Fully Homomorphic Encryption—What?
The next chapter of data privacy and trustless computation in Web3
February 12, 2024
The next chapter of data privacy and trustless computation in Web3
February 12, 2024
Computing on encrypted data without ever decrypting it? Sounds wild. But it’s real—and it’s coming for Web3.”
Fully Homomorphic Encryption (FHE) is one of those ideas that sounds like science fiction—computing on encrypted data without ever decrypting it. But it's real. And it’s becoming more relevant than ever in a world obsessed with privacy, data ownership, and decentralization.
In the context of Web3, FHE aligns perfectly with user data sovereignty, allowing for powerful, privacy-preserving applications without exposing user data.
At its core:
FHE allows you to perform arbitrary computations on ciphertexts, producing an encrypted result that, when decrypted, matches the output of the same operation performed on the plaintext.
In other words, users can encrypt sensitive data, send it to an untrusted third party, and still get results, without ever revealing the raw data. It’s a complete shift from the "decrypt-then-compute" mindset that dominates traditional cloud and analytics systems.
Imagine this:
A decentralized identity system that wants to analyze user data for usage patterns.
Instead of accessing raw data, it uses FHE to run computations directly on encrypted profiles.
It returns encrypted analytics results, which users can decrypt locally.
This is privacy by design.
Frameworks making this possible include:
Zether – privacy extension for Ethereum using encrypted balances
CAB (Cryptographic Advanced Blockchain) – supports advanced cryptographic schemes in smart contracts
Libraries like HElib and Microsoft SEAL are pushing forward optimized implementations for developers.
Challenges: The Elephant in the Room
FHE isn’t magic—it’s still computationally expensive:
Large ciphertext sizes
Longer computation times
High-key management overhead
This makes FHE tough to use for:
Real-time analytics
Gas-sensitive smart contracts
High-frequency blockchain interactions
Some developers are using hybrid models, combining FHE with:
Secure multiparty computation (MPC)
Zero-knowledge proofs
Trusted execution environments (TEE)
This helps bridge performance and privacy until FHE becomes more efficient.
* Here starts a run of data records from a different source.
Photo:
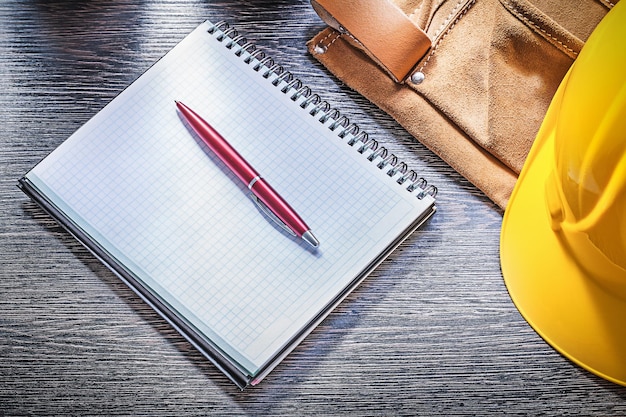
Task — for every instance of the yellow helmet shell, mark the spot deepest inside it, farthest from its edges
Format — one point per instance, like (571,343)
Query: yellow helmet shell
(563,241)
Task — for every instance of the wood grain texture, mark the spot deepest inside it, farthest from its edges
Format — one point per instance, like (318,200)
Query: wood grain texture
(432,331)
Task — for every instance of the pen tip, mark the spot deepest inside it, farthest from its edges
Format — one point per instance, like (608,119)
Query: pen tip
(310,239)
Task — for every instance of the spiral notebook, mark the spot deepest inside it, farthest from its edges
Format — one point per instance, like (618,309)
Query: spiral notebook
(149,199)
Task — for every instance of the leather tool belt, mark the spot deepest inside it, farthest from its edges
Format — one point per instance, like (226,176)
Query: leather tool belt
(470,79)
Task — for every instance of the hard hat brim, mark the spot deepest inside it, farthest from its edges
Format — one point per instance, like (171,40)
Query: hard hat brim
(569,309)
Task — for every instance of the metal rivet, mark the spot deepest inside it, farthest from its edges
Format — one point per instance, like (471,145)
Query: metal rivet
(417,77)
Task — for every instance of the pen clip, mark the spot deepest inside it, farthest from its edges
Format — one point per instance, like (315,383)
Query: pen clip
(266,210)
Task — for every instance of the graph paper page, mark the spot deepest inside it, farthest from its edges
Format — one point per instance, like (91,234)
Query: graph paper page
(141,184)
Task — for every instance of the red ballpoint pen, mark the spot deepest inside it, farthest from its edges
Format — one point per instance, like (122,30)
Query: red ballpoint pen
(264,193)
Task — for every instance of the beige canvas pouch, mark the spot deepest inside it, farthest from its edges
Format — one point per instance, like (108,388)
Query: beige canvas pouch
(470,79)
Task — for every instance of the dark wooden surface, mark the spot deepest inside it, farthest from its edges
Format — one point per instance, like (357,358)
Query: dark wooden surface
(433,331)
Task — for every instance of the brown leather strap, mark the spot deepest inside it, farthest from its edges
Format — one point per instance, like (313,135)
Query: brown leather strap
(381,29)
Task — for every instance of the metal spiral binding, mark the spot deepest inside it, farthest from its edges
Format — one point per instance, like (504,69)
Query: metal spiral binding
(316,105)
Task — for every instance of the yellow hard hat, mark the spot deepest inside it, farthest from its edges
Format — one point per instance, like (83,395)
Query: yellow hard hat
(563,241)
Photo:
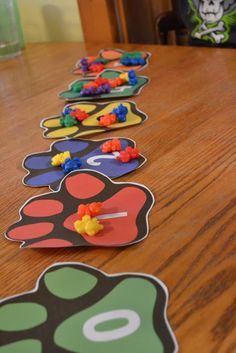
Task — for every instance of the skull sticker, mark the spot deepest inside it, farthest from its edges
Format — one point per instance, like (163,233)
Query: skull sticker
(214,18)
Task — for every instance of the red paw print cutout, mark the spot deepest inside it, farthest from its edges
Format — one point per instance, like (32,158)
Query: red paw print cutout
(47,220)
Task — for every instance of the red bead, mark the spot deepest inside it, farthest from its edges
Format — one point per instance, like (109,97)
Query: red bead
(107,120)
(90,209)
(111,146)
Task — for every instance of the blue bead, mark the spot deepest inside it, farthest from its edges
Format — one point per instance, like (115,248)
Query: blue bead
(67,111)
(71,164)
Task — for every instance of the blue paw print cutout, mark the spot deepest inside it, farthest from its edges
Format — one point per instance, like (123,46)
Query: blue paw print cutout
(42,173)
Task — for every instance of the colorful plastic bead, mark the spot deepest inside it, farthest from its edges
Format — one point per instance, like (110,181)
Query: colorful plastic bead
(67,121)
(90,209)
(111,146)
(71,164)
(121,112)
(96,67)
(77,86)
(60,158)
(107,120)
(67,111)
(79,114)
(128,154)
(88,225)
(132,78)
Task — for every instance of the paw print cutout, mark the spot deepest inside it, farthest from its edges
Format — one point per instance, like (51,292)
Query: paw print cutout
(42,173)
(112,59)
(77,308)
(48,220)
(126,90)
(53,128)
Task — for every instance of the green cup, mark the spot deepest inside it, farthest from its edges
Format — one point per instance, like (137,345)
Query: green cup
(10,31)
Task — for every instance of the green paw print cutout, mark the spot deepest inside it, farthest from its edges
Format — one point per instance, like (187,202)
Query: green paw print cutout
(77,308)
(72,94)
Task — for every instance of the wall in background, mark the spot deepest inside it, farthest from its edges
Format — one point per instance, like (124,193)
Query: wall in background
(50,20)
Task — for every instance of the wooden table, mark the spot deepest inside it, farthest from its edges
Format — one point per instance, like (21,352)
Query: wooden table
(189,141)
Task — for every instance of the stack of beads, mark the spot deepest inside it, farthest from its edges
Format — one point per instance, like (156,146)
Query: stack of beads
(132,59)
(93,64)
(103,85)
(117,115)
(70,116)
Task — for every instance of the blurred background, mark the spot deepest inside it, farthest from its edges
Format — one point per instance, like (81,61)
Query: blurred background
(130,21)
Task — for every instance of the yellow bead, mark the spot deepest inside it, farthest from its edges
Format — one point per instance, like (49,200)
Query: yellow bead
(88,225)
(124,76)
(60,158)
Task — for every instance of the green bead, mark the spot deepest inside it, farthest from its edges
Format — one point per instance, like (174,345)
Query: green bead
(68,121)
(69,283)
(21,316)
(102,60)
(77,86)
(134,55)
(24,346)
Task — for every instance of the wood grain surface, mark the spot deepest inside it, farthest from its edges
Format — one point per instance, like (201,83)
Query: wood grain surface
(189,140)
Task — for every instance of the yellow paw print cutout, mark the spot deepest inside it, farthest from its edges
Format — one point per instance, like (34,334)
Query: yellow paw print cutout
(60,158)
(88,225)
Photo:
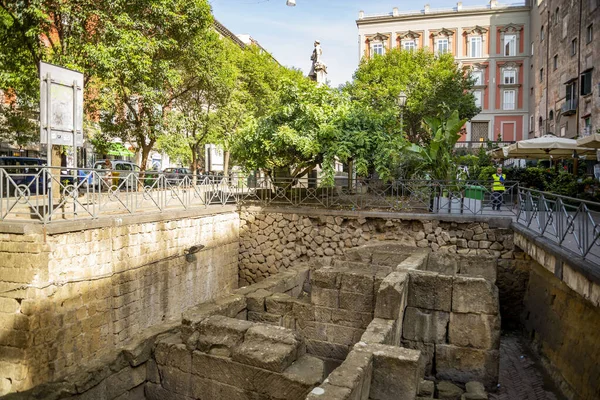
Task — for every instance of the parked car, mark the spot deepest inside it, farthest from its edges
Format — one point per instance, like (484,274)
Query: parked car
(175,175)
(23,171)
(122,171)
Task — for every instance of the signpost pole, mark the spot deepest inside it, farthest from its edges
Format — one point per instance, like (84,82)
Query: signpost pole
(49,143)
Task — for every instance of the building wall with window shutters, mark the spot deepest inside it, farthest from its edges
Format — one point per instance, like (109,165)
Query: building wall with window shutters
(475,37)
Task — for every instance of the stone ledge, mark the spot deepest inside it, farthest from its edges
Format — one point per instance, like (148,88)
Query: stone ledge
(494,222)
(106,221)
(586,268)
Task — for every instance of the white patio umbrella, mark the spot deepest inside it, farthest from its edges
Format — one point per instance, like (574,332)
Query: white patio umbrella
(592,140)
(542,148)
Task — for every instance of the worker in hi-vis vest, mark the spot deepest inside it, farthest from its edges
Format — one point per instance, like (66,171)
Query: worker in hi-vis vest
(498,189)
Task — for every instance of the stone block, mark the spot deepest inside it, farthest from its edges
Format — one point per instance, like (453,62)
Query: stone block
(328,391)
(327,349)
(429,290)
(279,303)
(222,332)
(391,296)
(427,353)
(425,325)
(325,277)
(462,364)
(379,331)
(265,318)
(325,297)
(256,300)
(357,281)
(355,373)
(389,363)
(269,347)
(480,331)
(442,264)
(474,295)
(356,302)
(449,391)
(308,370)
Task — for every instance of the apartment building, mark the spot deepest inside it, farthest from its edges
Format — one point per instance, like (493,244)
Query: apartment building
(565,73)
(491,42)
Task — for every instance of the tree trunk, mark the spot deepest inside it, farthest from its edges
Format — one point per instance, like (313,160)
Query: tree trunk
(225,162)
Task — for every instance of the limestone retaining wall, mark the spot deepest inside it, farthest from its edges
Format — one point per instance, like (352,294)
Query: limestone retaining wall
(74,292)
(273,239)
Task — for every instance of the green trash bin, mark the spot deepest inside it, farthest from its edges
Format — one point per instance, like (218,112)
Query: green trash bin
(473,199)
(474,192)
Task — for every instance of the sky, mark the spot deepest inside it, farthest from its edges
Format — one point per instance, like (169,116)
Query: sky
(288,33)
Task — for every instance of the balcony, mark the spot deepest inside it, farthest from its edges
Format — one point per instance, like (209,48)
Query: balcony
(569,107)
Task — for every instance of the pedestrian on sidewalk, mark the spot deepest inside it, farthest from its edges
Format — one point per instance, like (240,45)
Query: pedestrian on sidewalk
(498,189)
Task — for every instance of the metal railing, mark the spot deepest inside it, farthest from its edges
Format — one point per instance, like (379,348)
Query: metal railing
(571,223)
(48,194)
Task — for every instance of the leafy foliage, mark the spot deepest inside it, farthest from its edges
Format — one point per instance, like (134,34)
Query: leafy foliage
(435,86)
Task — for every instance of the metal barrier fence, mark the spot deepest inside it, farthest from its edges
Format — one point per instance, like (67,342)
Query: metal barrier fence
(571,223)
(47,194)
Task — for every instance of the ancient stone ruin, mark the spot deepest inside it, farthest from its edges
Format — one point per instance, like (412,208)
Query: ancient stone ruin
(384,321)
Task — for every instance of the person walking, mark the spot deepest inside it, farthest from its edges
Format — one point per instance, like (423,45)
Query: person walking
(498,189)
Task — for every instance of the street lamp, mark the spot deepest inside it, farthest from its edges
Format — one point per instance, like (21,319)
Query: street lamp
(401,104)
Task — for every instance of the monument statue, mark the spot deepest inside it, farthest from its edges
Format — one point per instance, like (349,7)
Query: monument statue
(318,70)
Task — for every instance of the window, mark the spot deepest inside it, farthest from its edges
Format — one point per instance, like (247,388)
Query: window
(410,45)
(510,45)
(509,76)
(442,46)
(478,77)
(377,48)
(586,82)
(531,126)
(475,45)
(478,98)
(509,100)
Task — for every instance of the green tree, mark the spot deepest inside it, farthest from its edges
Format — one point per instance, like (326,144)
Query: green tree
(438,161)
(432,83)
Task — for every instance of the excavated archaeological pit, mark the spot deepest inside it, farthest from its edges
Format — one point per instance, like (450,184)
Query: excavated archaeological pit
(383,322)
(372,325)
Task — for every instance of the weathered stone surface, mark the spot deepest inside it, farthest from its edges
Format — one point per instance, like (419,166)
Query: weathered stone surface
(221,332)
(430,291)
(425,325)
(426,389)
(391,296)
(390,362)
(462,364)
(480,331)
(427,352)
(380,331)
(474,295)
(449,391)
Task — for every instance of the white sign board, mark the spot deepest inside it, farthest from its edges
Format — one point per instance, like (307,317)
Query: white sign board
(61,99)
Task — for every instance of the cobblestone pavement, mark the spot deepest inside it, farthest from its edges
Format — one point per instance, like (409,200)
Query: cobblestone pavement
(521,375)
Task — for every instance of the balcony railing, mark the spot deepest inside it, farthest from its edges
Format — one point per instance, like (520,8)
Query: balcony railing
(474,145)
(569,107)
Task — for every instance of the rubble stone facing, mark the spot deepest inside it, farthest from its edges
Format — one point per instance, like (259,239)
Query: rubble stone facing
(81,291)
(273,241)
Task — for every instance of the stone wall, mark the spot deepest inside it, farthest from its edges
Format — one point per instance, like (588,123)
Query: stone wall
(271,240)
(565,329)
(73,292)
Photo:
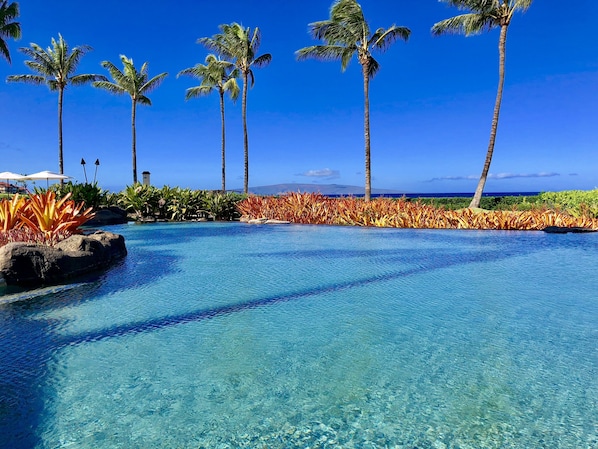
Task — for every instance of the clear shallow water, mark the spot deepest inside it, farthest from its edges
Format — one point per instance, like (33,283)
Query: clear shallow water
(229,335)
On-chain, FHE has potential for privacy-preserving mining, confidential auctions, and secure off-chain oracles—but challenges remain around validation logic and gas cost control. Projects like Zether and academic research continue to evolve in this space.
Web3 needs strong privacy to scale, especially in sensitive sectors like finance, identity, and healthcare. FHE may not be production-ready for all use cases yet, but it's not theoretical anymore.
As compute infrastructure gets better and libraries become more optimized, FHE will unlock a whole new class of decentralized apps—ones where privacy isn't bolted on… It's embedded from the start.